Ref Number: 0054
Ref Number: 0054
Baldwin de Redvers, the first Earl of Devon and the fourth Lord of the Isle of Wight, established the Cistercian Order in 1132. The Cistercian Order included the mediaeval Quarr Abbey as a component of its organisation. When the founder passed away in 1155, he was laid to rest at the Abbey. His bones, as well as those of Royal princess Cecily of York (who passed away in 1507), the second daughter of King Edward IV of England and the godmother of Henry VII, lay on the site of the abbey, together with the remains of a great number of other influential people.
In the year 1340, a unique authorization was given for the construction of fortifications with the purpose of protecting the region from the growing risk of piracy. Stone walls, a sea gate, and a portcullis were constructed as defensive structures, and the remnants of these structures may still be seen today.
George Mills, a trader from Southampton, purchased the property in 1536 when it was made available for sale as a result of Henry VIII’s decree to dissolve the monasteries.
The Exile of Solesmes and the Modern-Day Abbey of Quarr
Throughout the entirety of the nineteenth century, French law made it illegal for religious orders to exist unless expressly permitted to do so by a separate statute.
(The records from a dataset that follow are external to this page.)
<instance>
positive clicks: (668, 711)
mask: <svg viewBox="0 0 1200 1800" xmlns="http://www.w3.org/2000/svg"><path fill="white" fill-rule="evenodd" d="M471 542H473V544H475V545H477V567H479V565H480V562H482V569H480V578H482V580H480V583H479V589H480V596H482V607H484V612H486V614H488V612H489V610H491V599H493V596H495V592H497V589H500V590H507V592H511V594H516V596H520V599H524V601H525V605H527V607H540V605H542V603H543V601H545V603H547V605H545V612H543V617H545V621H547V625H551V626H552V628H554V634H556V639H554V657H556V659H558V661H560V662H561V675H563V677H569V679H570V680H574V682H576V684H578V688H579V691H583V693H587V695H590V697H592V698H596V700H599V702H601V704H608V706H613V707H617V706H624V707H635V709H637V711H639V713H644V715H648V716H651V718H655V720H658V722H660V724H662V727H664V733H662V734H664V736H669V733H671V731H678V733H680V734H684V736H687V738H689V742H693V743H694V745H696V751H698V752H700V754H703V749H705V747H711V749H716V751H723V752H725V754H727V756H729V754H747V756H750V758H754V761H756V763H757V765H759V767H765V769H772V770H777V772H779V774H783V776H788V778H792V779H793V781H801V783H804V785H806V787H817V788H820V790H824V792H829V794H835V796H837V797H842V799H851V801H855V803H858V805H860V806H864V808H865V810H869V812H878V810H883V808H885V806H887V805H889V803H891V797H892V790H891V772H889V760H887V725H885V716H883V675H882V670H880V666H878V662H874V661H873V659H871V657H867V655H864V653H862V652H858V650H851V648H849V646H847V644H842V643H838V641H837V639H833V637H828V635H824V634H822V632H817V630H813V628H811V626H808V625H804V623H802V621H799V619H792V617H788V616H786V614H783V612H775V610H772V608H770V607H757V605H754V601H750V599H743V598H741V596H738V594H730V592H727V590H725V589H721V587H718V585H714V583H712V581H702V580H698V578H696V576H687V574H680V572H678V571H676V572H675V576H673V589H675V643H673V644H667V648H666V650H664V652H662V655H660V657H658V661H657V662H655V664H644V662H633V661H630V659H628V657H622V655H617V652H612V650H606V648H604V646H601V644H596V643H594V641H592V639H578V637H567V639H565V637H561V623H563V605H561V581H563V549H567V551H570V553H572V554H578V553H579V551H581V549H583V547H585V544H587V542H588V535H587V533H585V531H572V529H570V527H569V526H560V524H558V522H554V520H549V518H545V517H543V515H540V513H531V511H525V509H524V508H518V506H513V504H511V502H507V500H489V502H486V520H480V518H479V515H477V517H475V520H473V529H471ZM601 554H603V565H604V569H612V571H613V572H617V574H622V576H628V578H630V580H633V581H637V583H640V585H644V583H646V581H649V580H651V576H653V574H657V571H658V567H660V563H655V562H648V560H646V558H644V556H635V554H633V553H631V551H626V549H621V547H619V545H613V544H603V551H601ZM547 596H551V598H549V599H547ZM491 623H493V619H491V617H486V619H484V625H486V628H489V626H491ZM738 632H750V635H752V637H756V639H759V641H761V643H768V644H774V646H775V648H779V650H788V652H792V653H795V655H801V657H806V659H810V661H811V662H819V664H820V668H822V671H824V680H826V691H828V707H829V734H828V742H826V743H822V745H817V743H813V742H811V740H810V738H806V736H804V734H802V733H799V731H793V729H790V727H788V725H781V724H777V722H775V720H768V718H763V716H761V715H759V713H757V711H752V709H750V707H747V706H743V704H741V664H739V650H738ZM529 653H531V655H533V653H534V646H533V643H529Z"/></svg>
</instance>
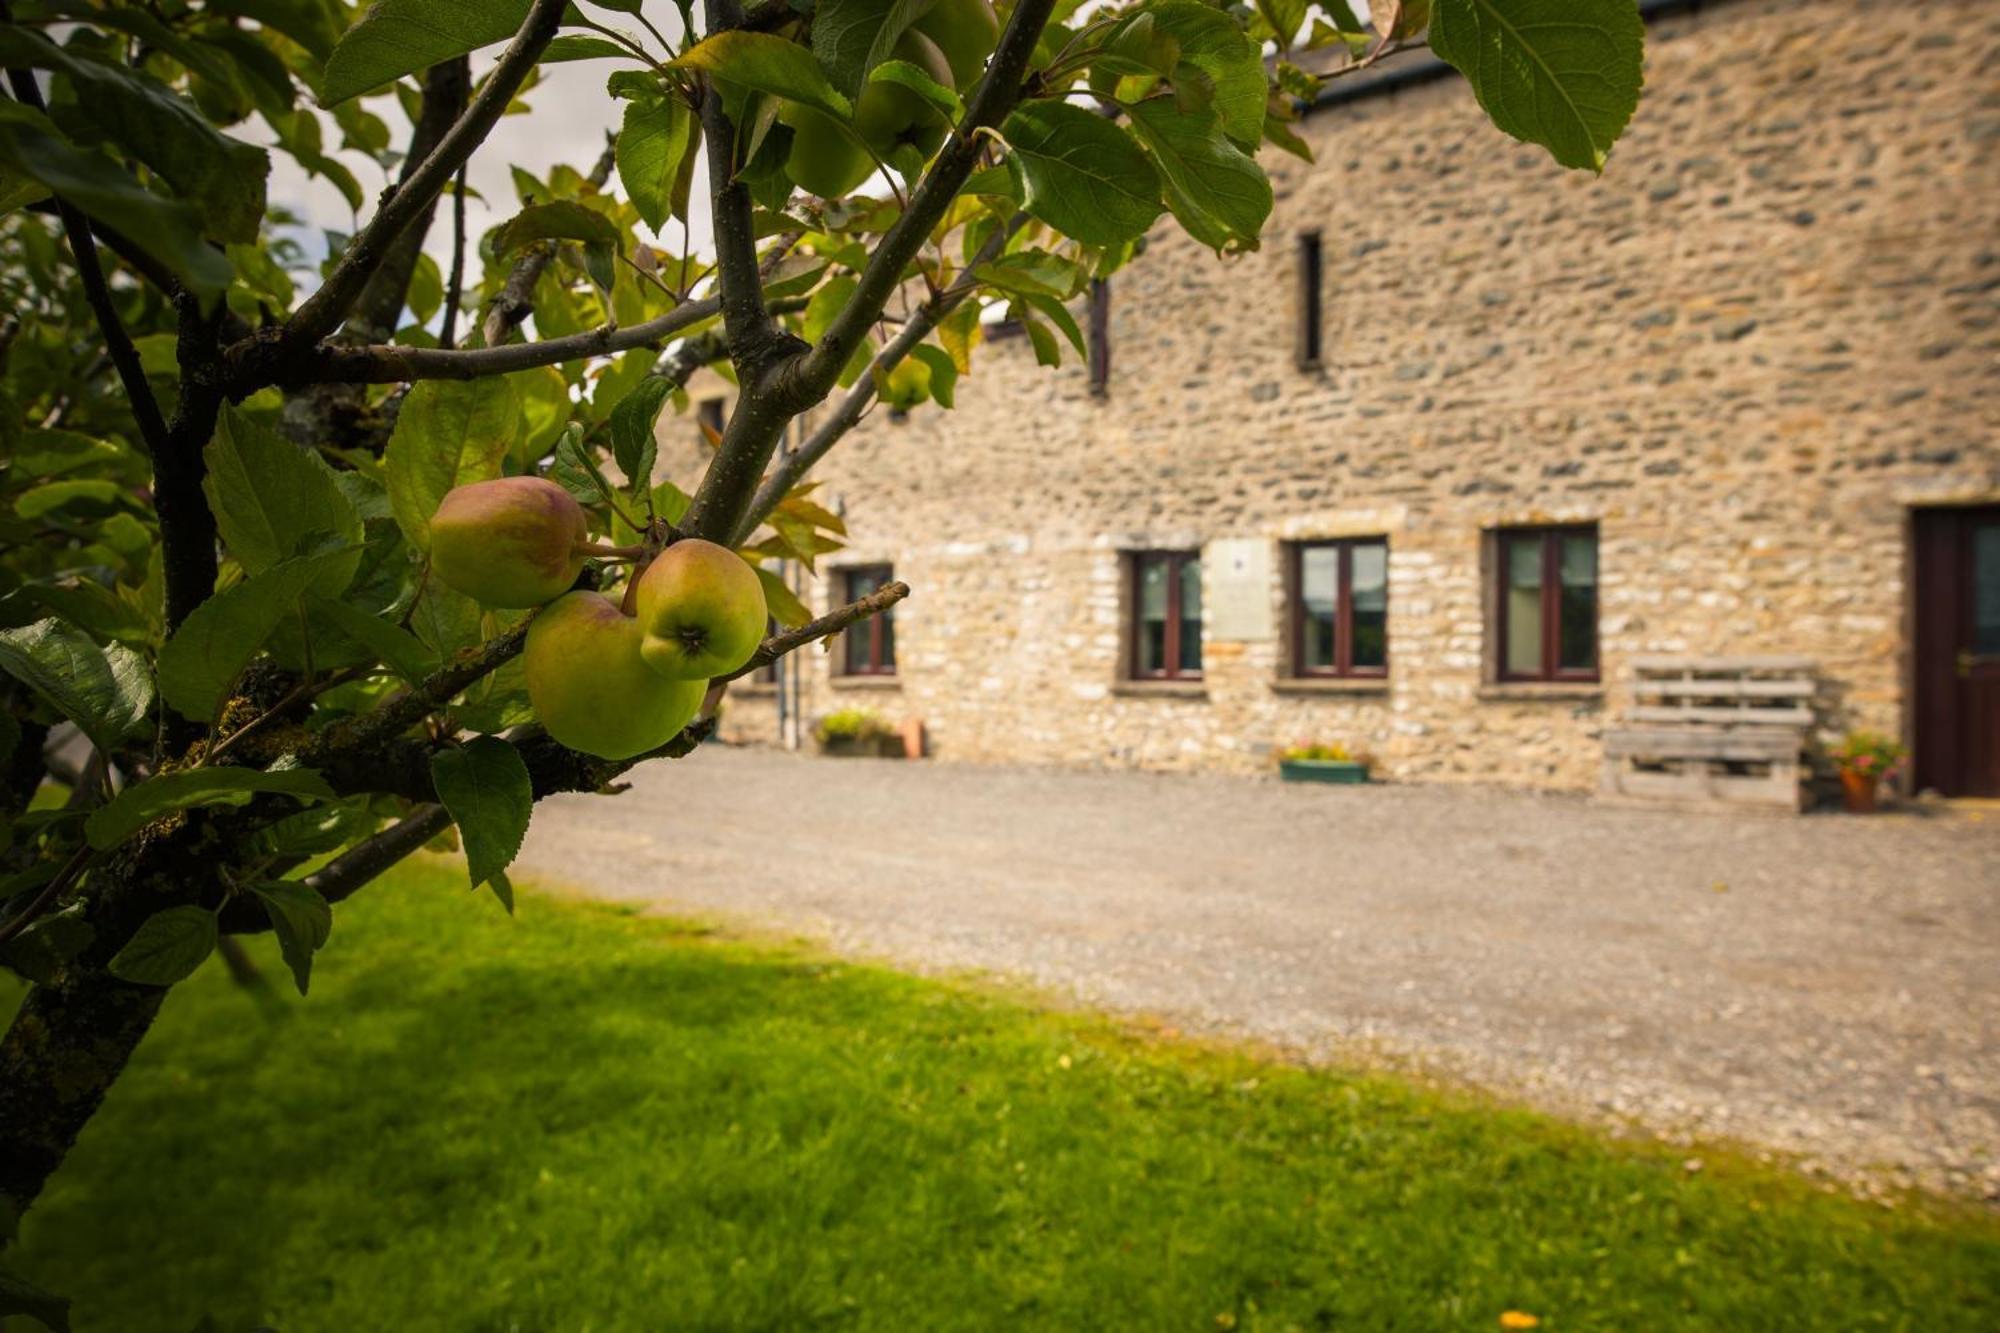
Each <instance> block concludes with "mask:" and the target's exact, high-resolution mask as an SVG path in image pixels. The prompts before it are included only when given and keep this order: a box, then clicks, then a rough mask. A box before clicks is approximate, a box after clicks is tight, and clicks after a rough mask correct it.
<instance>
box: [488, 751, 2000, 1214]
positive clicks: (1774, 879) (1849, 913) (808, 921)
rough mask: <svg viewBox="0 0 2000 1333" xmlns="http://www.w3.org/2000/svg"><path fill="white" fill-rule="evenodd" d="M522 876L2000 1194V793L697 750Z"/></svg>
mask: <svg viewBox="0 0 2000 1333" xmlns="http://www.w3.org/2000/svg"><path fill="white" fill-rule="evenodd" d="M634 787H636V791H632V793H628V795H622V797H618V799H612V801H606V799H596V797H568V799H560V801H554V803H550V805H548V807H546V809H544V811H542V813H540V815H538V819H536V823H534V831H532V833H530V837H528V845H526V849H524V853H522V861H520V867H518V869H520V871H522V873H530V875H536V877H540V879H544V881H554V883H566V885H576V887H588V891H590V893H594V895H598V897H612V899H640V901H646V903H652V905H658V907H660V909H662V911H698V913H726V915H734V917H738V919H742V921H750V923H756V925H766V927H770V925H774V927H780V929H786V931H798V933H806V935H812V937H818V939H824V941H828V943H830V945H834V947H836V949H844V951H850V953H860V955H870V957H882V959H890V961H894V963H898V965H904V967H914V969H920V971H956V969H984V971H994V973H1000V975H1008V977H1016V979H1028V981H1032V983H1036V985H1042V987H1054V989H1058V991H1062V993H1068V995H1074V997H1078V999H1082V1001H1084V1003H1090V1005H1102V1007H1110V1009H1118V1011H1128V1013H1130V1011H1142V1013H1150V1015H1160V1017H1164V1019H1168V1021H1172V1023H1178V1025H1182V1027H1198V1029H1204V1031H1216V1033H1228V1035H1248V1037H1256V1039H1266V1041H1274V1043H1280V1045H1284V1047H1290V1049H1296V1051H1302V1053H1306V1055H1308V1057H1318V1059H1344V1061H1352V1059H1386V1061H1392V1063H1402V1065H1412V1067H1418V1069H1426V1071H1432V1073H1442V1075H1448V1077H1454V1079H1466V1081H1472V1083H1478V1085H1482V1087H1490V1089H1496V1091H1502V1093H1506V1095H1512V1097H1524V1099H1528V1101H1532V1103H1536V1105H1544V1107H1552V1109H1558V1111H1564V1113H1572V1115H1578V1113H1580V1115H1586V1117H1608V1119H1612V1121H1614V1123H1622V1125H1636V1127H1644V1129H1646V1131H1654V1133H1662V1135H1666V1137H1686V1139H1690V1141H1692V1139H1696V1137H1700V1139H1734V1141H1742V1143H1748V1145H1754V1147H1758V1149H1774V1151H1780V1153H1786V1155H1792V1157H1796V1159H1800V1161H1802V1165H1806V1169H1814V1171H1826V1173H1834V1175H1840V1177H1844V1179H1848V1181H1854V1183H1858V1185H1862V1187H1874V1189H1880V1187H1888V1185H1898V1183H1918V1185H1926V1187H1934V1189H1950V1191H1954V1193H1974V1195H1982V1197H1988V1199H2000V813H1980V811H1952V813H1930V815H1882V817H1874V819H1846V817H1804V819H1772V817H1728V815H1682V813H1662V811H1632V809H1604V807H1596V805H1590V803H1588V801H1580V799H1576V797H1546V795H1530V793H1514V791H1484V789H1452V787H1364V789H1352V787H1348V789H1342V787H1292V785H1280V783H1276V781H1258V779H1236V777H1158V775H1144V773H1074V771H1042V769H988V767H954V765H906V763H886V761H822V759H806V757H798V755H786V753H772V751H730V749H722V747H708V749H704V751H700V753H698V755H694V757H692V759H686V761H680V763H658V765H652V767H648V769H642V771H638V773H636V775H634Z"/></svg>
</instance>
The application changed throughout time in response to shifts in government policy, which led to a crisis in 1880 when congregations were granted only three months in which to submit their requests for authorization. In the beginning, men’s communities were subject to the law’s stringent application; but, as a result of large objections, the rule was eventually softened, and congregations were re-established. Because of a new rule that went into effect on July 1, 1901, the newly discovered tolerance for religious groups came to an end on that day.
A Brand New Abbey Constructed
The monks from Appuldurcombe arrived at Quarr Abbey on June 25, 1907, and immediately got to work preparing the grounds and making other preparations. Along with erecting fence around the property, they laid the groundwork for the beginnings of a poultry farm, an orchard, and a kitchen garden.
The community of Solesmes moved back to France in 1922, following the conclusion of World War I and the numerous changes that the war brought with it. However, a small community of monks remained in Quarr. After beginning its history as a priory, the building that is now known as Quarr Abbey transitioned to its current status in 1937. The community expanded its ranks throughout time with the addition of English monks. Fr. Peter de Curzon, the last French monk to come in the monastery in 1945, passed away in 2006.